The 2009 novel by Lebanese author Alawiyya Sobh Ismuhu al Gharam has been named by some (Youssef Rakha in particular) as the book that should’ve won the Arabic Booker. The novel, which has received excellent reviews from the Arabic press, did make the prize’s longlist, but not the shortlist.
From the excerpt translated into English and published in Banipal 36, I would put it on the shortlist—indeed—but I wouldn’t gnash my teeth and scream that it didn’t win the prize. (Note: I am a Scandinavian Midwesterner, and it’s quite rare for me to gnash my teeth and scream.)
Of course, these things are a) difficult to judge from an excerpt and, b) exceedingly difficult to judge in translation even if they’ve all been translated with equal artistry.

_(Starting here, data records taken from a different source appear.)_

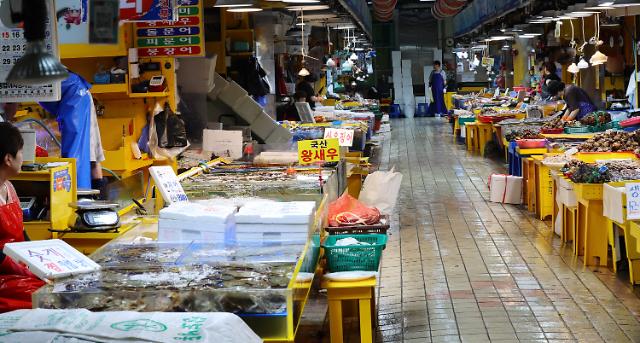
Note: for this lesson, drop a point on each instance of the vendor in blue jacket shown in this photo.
(78, 125)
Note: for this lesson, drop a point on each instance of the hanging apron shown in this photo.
(11, 230)
(437, 91)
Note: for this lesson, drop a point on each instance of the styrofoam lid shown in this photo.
(198, 211)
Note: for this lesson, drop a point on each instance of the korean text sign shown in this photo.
(318, 150)
(345, 137)
(633, 200)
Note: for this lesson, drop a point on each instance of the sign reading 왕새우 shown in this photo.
(318, 150)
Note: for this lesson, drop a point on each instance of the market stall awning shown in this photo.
(481, 11)
(359, 10)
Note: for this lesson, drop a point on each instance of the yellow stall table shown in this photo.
(54, 189)
(364, 293)
(544, 186)
(485, 135)
(591, 230)
(615, 199)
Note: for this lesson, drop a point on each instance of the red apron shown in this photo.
(11, 230)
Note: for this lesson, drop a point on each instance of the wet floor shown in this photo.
(460, 268)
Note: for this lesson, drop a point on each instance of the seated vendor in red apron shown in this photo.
(16, 281)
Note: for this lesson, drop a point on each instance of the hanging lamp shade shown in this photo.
(303, 72)
(573, 68)
(37, 66)
(598, 58)
(583, 64)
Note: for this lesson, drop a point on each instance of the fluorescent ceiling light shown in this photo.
(308, 8)
(234, 3)
(301, 1)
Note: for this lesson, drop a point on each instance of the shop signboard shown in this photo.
(148, 10)
(633, 200)
(12, 47)
(183, 37)
(318, 151)
(344, 136)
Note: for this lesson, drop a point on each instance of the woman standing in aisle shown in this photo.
(578, 103)
(548, 75)
(437, 82)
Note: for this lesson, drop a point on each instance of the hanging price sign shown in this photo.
(183, 37)
(633, 200)
(318, 150)
(345, 137)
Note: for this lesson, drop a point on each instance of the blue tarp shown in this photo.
(73, 113)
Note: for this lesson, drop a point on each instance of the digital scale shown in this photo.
(91, 216)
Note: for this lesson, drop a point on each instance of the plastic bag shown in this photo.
(15, 291)
(155, 144)
(381, 190)
(348, 211)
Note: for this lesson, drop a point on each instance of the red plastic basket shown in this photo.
(552, 131)
(630, 122)
(531, 143)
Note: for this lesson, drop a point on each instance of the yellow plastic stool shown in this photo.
(364, 292)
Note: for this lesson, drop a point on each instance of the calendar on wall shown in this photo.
(12, 47)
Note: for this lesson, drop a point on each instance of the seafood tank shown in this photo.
(261, 282)
(274, 183)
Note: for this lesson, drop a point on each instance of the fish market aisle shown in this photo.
(460, 268)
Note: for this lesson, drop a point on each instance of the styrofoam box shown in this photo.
(184, 233)
(202, 212)
(507, 188)
(231, 94)
(263, 126)
(279, 135)
(248, 109)
(285, 228)
(271, 236)
(291, 212)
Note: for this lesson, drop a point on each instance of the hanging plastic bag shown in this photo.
(381, 190)
(157, 137)
(348, 211)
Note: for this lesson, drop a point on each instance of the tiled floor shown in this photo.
(460, 268)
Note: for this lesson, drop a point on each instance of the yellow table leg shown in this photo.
(631, 243)
(366, 335)
(595, 233)
(335, 320)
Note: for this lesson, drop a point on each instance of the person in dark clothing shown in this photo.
(578, 102)
(548, 74)
(306, 86)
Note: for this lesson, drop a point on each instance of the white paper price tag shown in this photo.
(633, 200)
(168, 184)
(345, 137)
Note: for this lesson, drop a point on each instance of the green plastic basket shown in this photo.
(580, 129)
(354, 257)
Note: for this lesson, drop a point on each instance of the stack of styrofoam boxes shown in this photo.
(407, 88)
(189, 221)
(396, 61)
(262, 125)
(274, 221)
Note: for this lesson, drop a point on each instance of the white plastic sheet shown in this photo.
(381, 190)
(124, 326)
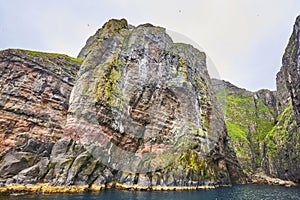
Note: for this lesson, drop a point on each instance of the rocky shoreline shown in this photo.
(262, 178)
(46, 188)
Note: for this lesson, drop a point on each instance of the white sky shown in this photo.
(244, 38)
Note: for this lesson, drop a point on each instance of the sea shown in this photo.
(236, 192)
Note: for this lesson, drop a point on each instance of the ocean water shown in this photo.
(237, 192)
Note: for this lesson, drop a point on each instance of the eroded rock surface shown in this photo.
(34, 94)
(142, 112)
(144, 105)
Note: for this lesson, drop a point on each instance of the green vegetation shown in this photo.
(47, 54)
(248, 121)
(108, 87)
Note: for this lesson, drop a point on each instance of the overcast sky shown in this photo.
(244, 38)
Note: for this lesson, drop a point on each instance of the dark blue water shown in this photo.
(238, 192)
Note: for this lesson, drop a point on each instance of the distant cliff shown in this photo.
(265, 126)
(142, 113)
(250, 116)
(284, 139)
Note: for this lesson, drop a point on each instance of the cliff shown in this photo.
(142, 113)
(34, 94)
(284, 139)
(250, 116)
(264, 125)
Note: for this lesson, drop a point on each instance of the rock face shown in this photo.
(284, 139)
(34, 94)
(142, 112)
(250, 116)
(143, 104)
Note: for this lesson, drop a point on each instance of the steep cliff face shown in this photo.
(250, 116)
(34, 94)
(264, 125)
(284, 139)
(144, 105)
(141, 113)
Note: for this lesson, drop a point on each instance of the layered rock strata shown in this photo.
(142, 114)
(34, 93)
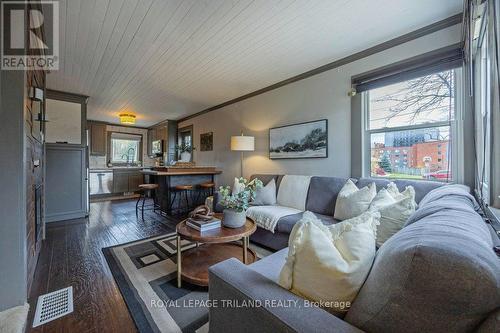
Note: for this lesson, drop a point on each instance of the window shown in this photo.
(414, 116)
(125, 148)
(482, 117)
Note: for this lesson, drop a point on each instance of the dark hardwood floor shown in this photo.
(71, 256)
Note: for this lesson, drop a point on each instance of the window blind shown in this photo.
(446, 58)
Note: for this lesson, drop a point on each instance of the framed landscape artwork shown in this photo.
(207, 141)
(304, 140)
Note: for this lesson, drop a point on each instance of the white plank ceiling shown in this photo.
(166, 59)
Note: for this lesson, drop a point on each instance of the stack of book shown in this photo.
(202, 226)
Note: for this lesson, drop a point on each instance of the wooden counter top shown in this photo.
(181, 172)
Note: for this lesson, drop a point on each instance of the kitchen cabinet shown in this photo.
(97, 139)
(157, 133)
(127, 180)
(150, 141)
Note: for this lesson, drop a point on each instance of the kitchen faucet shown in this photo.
(127, 155)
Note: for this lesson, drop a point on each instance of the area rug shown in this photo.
(146, 274)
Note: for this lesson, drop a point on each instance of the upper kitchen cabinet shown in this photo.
(97, 138)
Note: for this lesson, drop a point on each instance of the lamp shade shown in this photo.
(242, 143)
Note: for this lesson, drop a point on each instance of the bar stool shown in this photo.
(205, 190)
(182, 189)
(144, 188)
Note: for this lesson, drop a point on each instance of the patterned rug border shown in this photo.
(136, 309)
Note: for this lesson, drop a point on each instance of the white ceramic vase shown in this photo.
(233, 218)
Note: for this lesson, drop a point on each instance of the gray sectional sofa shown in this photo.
(321, 199)
(438, 274)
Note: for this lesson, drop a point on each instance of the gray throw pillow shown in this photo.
(266, 195)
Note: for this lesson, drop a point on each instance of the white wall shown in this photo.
(320, 96)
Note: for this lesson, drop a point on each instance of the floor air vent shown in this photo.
(53, 305)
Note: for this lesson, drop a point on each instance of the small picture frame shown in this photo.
(207, 141)
(303, 140)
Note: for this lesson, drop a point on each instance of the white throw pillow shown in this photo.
(293, 191)
(330, 263)
(237, 186)
(266, 195)
(353, 201)
(395, 208)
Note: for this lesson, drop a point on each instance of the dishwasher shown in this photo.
(101, 182)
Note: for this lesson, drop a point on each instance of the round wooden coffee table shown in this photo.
(217, 245)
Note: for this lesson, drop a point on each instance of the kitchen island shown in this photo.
(169, 177)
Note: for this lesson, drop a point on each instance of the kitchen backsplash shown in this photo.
(99, 162)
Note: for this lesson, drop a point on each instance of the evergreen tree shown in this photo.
(385, 163)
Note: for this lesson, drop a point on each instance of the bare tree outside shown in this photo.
(421, 99)
(397, 149)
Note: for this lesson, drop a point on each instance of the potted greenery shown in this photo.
(235, 205)
(185, 150)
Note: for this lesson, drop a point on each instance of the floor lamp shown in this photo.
(242, 143)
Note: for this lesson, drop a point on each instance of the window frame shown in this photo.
(140, 157)
(456, 131)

And Ismuhu al Gharam seems to rely a great deal on the beauty of its prose and imagery, rather than high-interest storytelling. For instance: “His body hair, which I had taken to be a sign of virility and one of the indicators of a man’s masculinity, seemed to me like lilies of the valley—their flowering formations carpeting his slender body, shimmering across the expanse of his skin like a sheet of water that tenderly nurtured the flowers as they hummed into bloom.”
I can see how this is interesting imagery (describing her lover), but the sentence structure, particularly at the tail end, frustrated me.
This worked better, I think: “It was raining, the droplets trickling down the skyward edge of the window like falling tears, or little percussive incantations, dancing on the breeze.” I liked the idea of the droplets dancing on the breeze; it resonated with her mindset; I got it in English.
Some have rendered Ismuhu al Gharam as Its Name is Love and others (including translator Maia Tabet) as It’s Called Love. Based on the excerpt, I’d have to go with Its Name is Passion, although with that sort of moniker I suppose it requires a cover with a horse and a sunset and a woman’s hair blowing wildly in the wind.
The excerpt did have interesting views on pregnancy, repetition, creation, and love—but this was clearly not where the text’s heart lay, and I’m afraid Maia Tabet’s brief translation hasn’t captured the reported elegance of Sobh’s prose. If this book appears in English—and I hope it will—it will need to be very carefully and beautifully done.